A title sets the tone, and with it, expectations. So when you’re calling your movie about strippers Bare, we damn well better be getting our fair share of emotional honesty!

Luckily, Bare has some of that, and slightly more. We’ve got Paz de la Huerta, the girl who embarrassed herself outside a nightclub in that Lana del Ray video, embarrassing herself inside a nightclub. What could be more real, more honest than that? Sometimes things happen indoors that also happen outdoors!

We’ve got Dianna Agron, out of Glee but not the one you’re thinking of, looking kind of ratty as a small-town check-out girl. Which is so true to life, y’know, because if you’d just been in Glee, you’d probably try your hand at an indie movie too! Kill some time.

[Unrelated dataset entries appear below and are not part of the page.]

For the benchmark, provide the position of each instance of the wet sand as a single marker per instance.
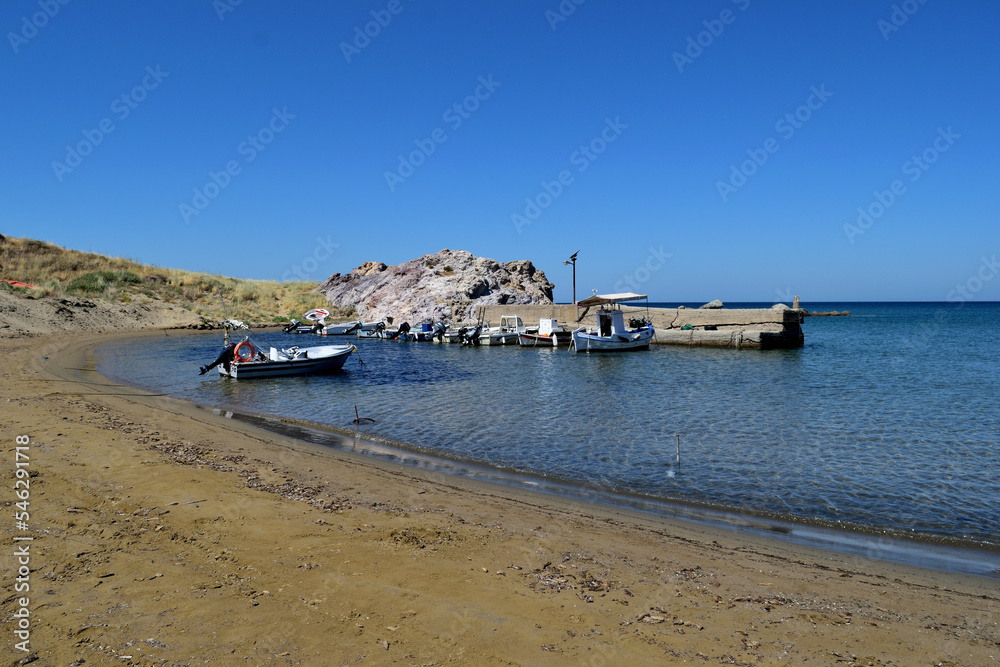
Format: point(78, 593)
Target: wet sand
point(175, 536)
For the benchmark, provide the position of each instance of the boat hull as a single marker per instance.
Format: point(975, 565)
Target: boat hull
point(508, 338)
point(341, 329)
point(540, 340)
point(308, 361)
point(631, 340)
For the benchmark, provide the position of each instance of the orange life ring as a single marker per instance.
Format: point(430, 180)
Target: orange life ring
point(244, 352)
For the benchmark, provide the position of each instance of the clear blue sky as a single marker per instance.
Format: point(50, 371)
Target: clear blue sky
point(310, 117)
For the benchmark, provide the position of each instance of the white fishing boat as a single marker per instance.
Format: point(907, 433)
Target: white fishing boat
point(247, 359)
point(507, 333)
point(548, 334)
point(611, 334)
point(318, 317)
point(424, 333)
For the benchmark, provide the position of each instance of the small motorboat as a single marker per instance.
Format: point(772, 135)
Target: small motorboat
point(424, 333)
point(299, 327)
point(340, 328)
point(611, 334)
point(549, 334)
point(246, 359)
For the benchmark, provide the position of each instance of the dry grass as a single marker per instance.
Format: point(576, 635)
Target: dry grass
point(60, 272)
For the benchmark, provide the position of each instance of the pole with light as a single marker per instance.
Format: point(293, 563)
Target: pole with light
point(572, 260)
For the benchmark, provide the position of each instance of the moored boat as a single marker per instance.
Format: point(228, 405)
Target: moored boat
point(246, 359)
point(549, 334)
point(611, 334)
point(507, 333)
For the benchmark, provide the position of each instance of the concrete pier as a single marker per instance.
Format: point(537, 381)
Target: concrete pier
point(779, 327)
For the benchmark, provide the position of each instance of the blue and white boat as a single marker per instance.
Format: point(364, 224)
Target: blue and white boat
point(611, 334)
point(245, 359)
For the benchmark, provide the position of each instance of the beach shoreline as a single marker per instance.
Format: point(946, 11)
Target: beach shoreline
point(197, 518)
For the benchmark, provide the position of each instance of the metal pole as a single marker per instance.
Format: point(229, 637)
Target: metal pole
point(574, 282)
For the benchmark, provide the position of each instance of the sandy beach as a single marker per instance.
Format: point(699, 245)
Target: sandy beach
point(165, 534)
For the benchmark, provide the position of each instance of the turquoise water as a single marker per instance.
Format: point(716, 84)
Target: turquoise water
point(885, 420)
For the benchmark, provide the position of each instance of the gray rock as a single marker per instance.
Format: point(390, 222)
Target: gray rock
point(447, 285)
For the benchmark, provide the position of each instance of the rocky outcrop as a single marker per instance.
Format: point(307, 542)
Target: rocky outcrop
point(447, 285)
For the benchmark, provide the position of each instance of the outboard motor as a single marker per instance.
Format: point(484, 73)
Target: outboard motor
point(404, 329)
point(470, 336)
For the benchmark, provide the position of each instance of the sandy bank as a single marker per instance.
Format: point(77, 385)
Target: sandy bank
point(175, 536)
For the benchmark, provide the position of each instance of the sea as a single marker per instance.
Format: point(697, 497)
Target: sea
point(879, 437)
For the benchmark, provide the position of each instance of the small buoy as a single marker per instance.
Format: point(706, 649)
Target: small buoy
point(358, 420)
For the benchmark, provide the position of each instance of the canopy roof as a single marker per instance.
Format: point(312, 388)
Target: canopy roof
point(601, 299)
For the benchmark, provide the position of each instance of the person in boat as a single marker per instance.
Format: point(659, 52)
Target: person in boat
point(225, 358)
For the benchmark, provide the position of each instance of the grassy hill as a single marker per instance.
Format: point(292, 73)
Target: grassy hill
point(56, 271)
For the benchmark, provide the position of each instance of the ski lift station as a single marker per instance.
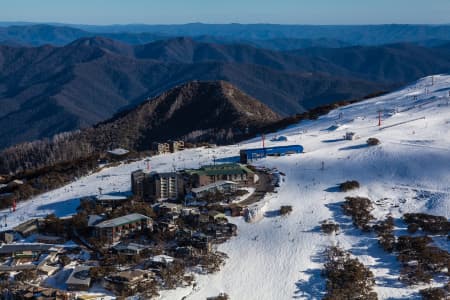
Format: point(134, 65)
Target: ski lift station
point(247, 155)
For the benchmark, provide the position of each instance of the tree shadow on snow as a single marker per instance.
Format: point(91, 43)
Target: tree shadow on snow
point(333, 189)
point(332, 141)
point(313, 288)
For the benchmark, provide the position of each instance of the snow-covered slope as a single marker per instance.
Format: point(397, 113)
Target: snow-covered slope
point(280, 257)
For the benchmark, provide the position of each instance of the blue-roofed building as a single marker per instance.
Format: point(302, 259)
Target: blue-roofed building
point(258, 153)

And we’ve got one of those journeys of self-discovery, from being a small-town check-out girl hooking up with Paz de la Huerta, to swimming naked in Las Vegas, having sex in the desert, and then finally, winding up as a stripper in the arse-end of nowhere — the sort of journey we’ve all gone through ourselves whenever we’ve seen a film by Natasha Leite called Bare!

But did you know that words can have two meanings? I mean, sometimes? I know, right? So maybe the title means, like, Bare in the sense of doing the bare minimum to qualify as a film-maker? Bare with me on this (another one knocked out of the ballpark), but I think Leite is trying to say:

Be yourself. If you can’t write compelling characters, it doesn’t matter. Hire some famous actresses the audience remembers from other things.

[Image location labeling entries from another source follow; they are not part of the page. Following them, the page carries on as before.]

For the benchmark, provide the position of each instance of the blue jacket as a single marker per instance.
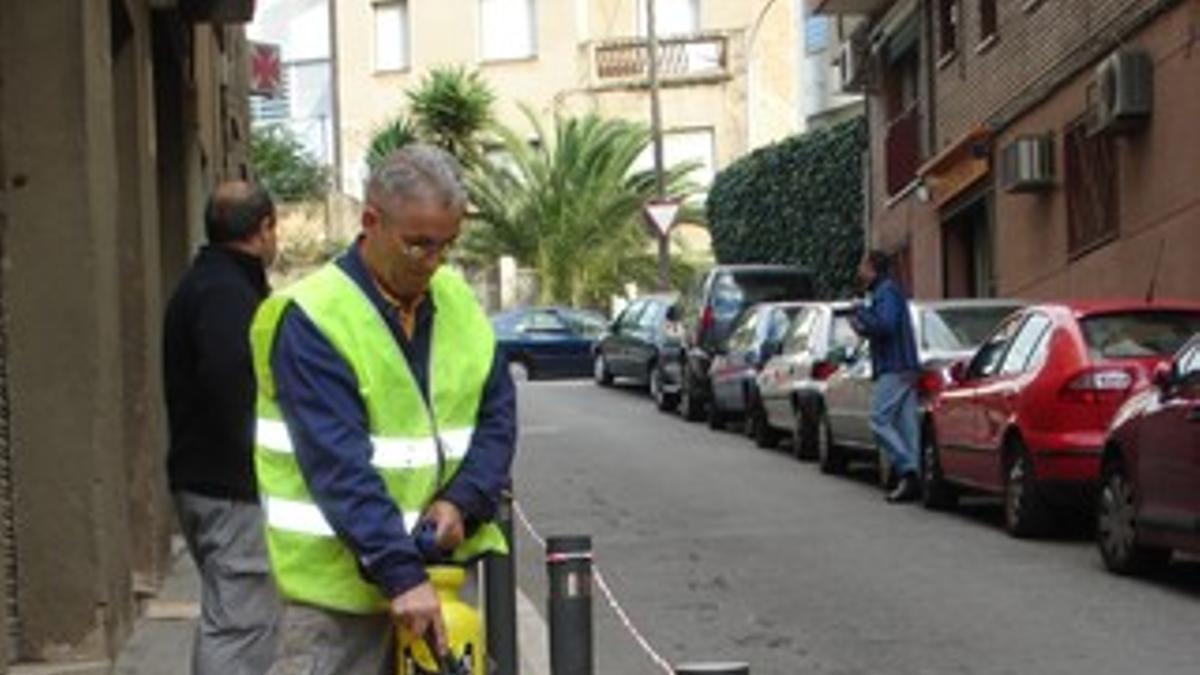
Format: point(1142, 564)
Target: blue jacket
point(319, 400)
point(887, 323)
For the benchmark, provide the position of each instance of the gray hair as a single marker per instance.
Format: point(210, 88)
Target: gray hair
point(418, 172)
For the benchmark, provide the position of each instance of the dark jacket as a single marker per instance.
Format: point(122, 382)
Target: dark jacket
point(887, 323)
point(327, 418)
point(208, 375)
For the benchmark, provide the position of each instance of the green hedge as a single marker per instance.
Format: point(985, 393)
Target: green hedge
point(796, 202)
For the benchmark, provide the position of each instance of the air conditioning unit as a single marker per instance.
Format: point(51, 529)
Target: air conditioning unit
point(1027, 165)
point(1121, 94)
point(855, 63)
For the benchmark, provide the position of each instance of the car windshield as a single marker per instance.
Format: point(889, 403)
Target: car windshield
point(960, 328)
point(738, 290)
point(586, 323)
point(1141, 334)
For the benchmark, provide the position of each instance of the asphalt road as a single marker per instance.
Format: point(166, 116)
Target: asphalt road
point(720, 550)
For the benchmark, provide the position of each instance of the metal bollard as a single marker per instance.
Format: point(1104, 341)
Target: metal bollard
point(501, 597)
point(713, 669)
point(569, 568)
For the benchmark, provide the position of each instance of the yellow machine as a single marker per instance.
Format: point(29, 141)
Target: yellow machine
point(463, 629)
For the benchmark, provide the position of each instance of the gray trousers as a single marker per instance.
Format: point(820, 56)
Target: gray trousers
point(319, 641)
point(239, 605)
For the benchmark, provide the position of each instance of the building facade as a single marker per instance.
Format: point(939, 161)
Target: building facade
point(1036, 149)
point(729, 67)
point(115, 119)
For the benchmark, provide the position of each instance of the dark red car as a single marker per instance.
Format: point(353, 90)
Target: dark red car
point(1026, 417)
point(1150, 497)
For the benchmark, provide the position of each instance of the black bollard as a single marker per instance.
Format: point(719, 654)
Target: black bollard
point(501, 597)
point(713, 669)
point(569, 568)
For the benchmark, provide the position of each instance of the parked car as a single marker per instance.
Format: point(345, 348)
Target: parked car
point(792, 383)
point(1026, 417)
point(1150, 490)
point(642, 345)
point(945, 330)
point(545, 342)
point(756, 336)
point(708, 311)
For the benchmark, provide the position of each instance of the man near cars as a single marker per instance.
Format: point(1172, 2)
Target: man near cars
point(885, 320)
point(383, 405)
point(209, 384)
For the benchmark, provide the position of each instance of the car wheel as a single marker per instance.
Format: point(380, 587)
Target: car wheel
point(1024, 511)
point(663, 400)
point(600, 371)
point(693, 408)
point(937, 494)
point(715, 417)
point(804, 438)
point(1116, 527)
point(763, 435)
point(519, 371)
point(829, 458)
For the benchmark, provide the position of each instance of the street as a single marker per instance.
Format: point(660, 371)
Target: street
point(719, 550)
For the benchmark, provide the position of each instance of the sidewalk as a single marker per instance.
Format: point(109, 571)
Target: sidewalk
point(162, 638)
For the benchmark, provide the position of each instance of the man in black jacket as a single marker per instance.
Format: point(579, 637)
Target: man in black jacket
point(209, 383)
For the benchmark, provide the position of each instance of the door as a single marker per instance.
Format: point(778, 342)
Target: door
point(960, 418)
point(1169, 446)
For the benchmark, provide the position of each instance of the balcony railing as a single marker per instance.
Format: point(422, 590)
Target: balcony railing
point(903, 148)
point(681, 59)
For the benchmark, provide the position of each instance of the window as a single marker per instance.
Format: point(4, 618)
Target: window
point(1091, 181)
point(391, 35)
point(816, 34)
point(671, 17)
point(948, 27)
point(1026, 345)
point(987, 19)
point(508, 29)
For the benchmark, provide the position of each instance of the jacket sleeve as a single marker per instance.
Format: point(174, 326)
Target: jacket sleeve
point(319, 399)
point(485, 471)
point(883, 316)
point(220, 328)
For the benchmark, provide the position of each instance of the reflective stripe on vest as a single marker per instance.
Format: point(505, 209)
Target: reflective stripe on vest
point(309, 562)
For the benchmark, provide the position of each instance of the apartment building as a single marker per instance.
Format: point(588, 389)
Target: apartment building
point(117, 117)
point(729, 67)
point(1037, 148)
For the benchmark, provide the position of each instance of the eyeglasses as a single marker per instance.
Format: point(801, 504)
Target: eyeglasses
point(426, 250)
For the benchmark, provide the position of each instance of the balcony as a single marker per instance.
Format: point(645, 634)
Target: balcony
point(859, 7)
point(903, 148)
point(682, 60)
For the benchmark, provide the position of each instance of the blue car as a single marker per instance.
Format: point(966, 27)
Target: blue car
point(549, 342)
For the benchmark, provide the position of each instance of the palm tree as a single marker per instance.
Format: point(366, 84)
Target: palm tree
point(569, 205)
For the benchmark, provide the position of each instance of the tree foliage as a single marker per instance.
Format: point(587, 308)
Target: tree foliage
point(796, 202)
point(285, 167)
point(569, 205)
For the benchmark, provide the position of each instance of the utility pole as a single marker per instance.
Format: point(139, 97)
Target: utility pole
point(657, 135)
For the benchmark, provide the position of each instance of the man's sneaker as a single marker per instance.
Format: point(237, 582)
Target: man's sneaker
point(907, 490)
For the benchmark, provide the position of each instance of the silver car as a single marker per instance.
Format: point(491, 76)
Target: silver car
point(792, 383)
point(946, 330)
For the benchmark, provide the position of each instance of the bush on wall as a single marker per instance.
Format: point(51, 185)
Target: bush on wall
point(797, 202)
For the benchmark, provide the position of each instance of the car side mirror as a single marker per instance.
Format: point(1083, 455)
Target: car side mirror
point(958, 372)
point(1164, 376)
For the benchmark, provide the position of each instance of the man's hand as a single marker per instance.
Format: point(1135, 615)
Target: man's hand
point(420, 613)
point(449, 520)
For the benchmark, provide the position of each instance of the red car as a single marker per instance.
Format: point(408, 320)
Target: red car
point(1026, 417)
point(1150, 497)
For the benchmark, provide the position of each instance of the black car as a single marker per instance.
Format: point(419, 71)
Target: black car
point(642, 345)
point(545, 342)
point(709, 309)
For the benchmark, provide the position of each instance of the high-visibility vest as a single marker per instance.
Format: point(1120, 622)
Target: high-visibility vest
point(417, 447)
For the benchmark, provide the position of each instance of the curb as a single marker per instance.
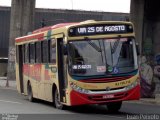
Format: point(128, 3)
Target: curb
point(149, 101)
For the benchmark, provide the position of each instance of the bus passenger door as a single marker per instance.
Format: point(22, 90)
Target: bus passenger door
point(19, 50)
point(61, 71)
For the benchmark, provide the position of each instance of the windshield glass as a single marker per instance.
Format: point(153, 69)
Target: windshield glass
point(101, 56)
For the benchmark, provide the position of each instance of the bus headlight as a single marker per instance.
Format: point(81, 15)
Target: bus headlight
point(132, 85)
point(78, 89)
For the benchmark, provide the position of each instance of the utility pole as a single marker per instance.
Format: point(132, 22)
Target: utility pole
point(22, 21)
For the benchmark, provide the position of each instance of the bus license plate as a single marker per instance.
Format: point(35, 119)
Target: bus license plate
point(108, 96)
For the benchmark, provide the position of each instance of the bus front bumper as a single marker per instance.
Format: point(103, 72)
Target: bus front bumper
point(81, 99)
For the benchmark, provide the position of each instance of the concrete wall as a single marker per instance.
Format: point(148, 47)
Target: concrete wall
point(146, 17)
point(52, 16)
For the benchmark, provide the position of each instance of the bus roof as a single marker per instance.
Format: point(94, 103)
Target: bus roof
point(39, 34)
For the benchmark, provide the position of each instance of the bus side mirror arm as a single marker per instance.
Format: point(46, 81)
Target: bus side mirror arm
point(137, 49)
point(65, 49)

You contain multitudes. If you can’t decide whether the film you’re directing is a slice of life kitchen sinker or a hallucinatory rites of passage romance, it doesn’t matter. Just do both then staple them together in the edit. Something’s bound to work, right?

We can become the stories that we tell about ourselves. If you can’t be bothered constructing an interesting story, then look — it really, really doesn’t matter. As long as you’ve got a rough idea of where you’re going, people will stick with it. Probably. If they’ve paid money to see it, then yeah, probably. So don’t worry if your scenes go nowhere- just write some super profound dialogue and those guys in the audience — they’ll think they’re watching one of those indie movies the blogs are all het up over. Sorted.

Great title. Well done to all involved. Now — is Terminator: Genisys on Netflix yet?